Personal details
- Born: September 1930 (age 95) Shanghai, Republic of China
- Spouse: Ding Henggao (丁衡高)
- Children: Nie Fei (聶菲)
- Parent(s): Nie Rongzhen Zhang Ruihua (张瑞华)

Military service
- Allegiance: China
- Branch/service: People's Liberation Army Ground Force
- Rank: Lt General

= Nie Li =

Lieutenant General of the PLA

Nie Li (born September 1930) is a retired Lieutenant General of the Chinese People's Liberation Army and the first woman to hold the rank.

==Early life==
Nie was born in Shanghai in 1930. She was the daughter of Nie Rongzhen, who was a Marshal of the PLA, and Zhang Ruihua. As her father was from Jiangjin, Sichuan, she is considered a Jiangjin native by Chinese convention. When she was four years old, Nie was imprisoned along with her mother by the Kuomintang. They were released two years later and Zhang Ruihua sent her daughter to be raised with a family in the countryside. At age 14, Nie was sent to work in a cotton mill.

==Education==
Zhou Enlai dispatched people to take Nie to a Communist-controlled area in Beijing in 1945. On arrival, 15-year-old Nie entered the first year of elementary school. In 1955, Nie went to Leningrad to study at the Leningrad Institute of Fine Mechanics and Optics. She graduated and returned to China in 1960.

==Career==
On her return, Nie was assigned as a technician to a lab in the Ministry of National Defense of the People's Republic of China, researching missile technology. Over the years, Nie held various roles in the Ministry's Fifth Institute (五院 (wǔyuàn)), as well as the Ministry of Aerospace Industry and Ministry of Science and Technology. She worked on projects including the earliest Yuan Wang-class tracking ship, launched in 1977, as well as the first Chinese supercomputers, Yinhe models I and II, throughout the 1980s and early 1990s.

In 1988, Nie was presented with the rank of major general. Nie and another four women promoted at this time were the first female generals since Li Zhen's commission in 1955. Nie was promoted to lieutenant general on 24 July 1993.

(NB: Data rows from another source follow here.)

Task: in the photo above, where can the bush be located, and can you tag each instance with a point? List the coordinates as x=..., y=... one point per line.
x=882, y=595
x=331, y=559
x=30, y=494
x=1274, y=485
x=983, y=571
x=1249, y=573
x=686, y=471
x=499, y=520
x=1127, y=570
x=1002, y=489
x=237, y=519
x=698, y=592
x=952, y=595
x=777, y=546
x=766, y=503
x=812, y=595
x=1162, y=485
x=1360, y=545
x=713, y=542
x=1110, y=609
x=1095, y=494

She served twice as deputy chairperson on the All-China Women's Federation. Nie was a representative at the 7th National People's Congress, as well as the 8th National People's Congress.

==Personal life==
Nie met Ding Henggao whilst studying in Leningrad. The two married in 1962 in Guangzhou and the ceremony was described by Tao Siliang, Tao Zhu's daughter, as, "solemn and also so simple." At the time, people were surprised that the daughter of a marshal had not married someone of equal or higher status. Ding was later awarded the rank of full general. Nie and Ding had one daughter.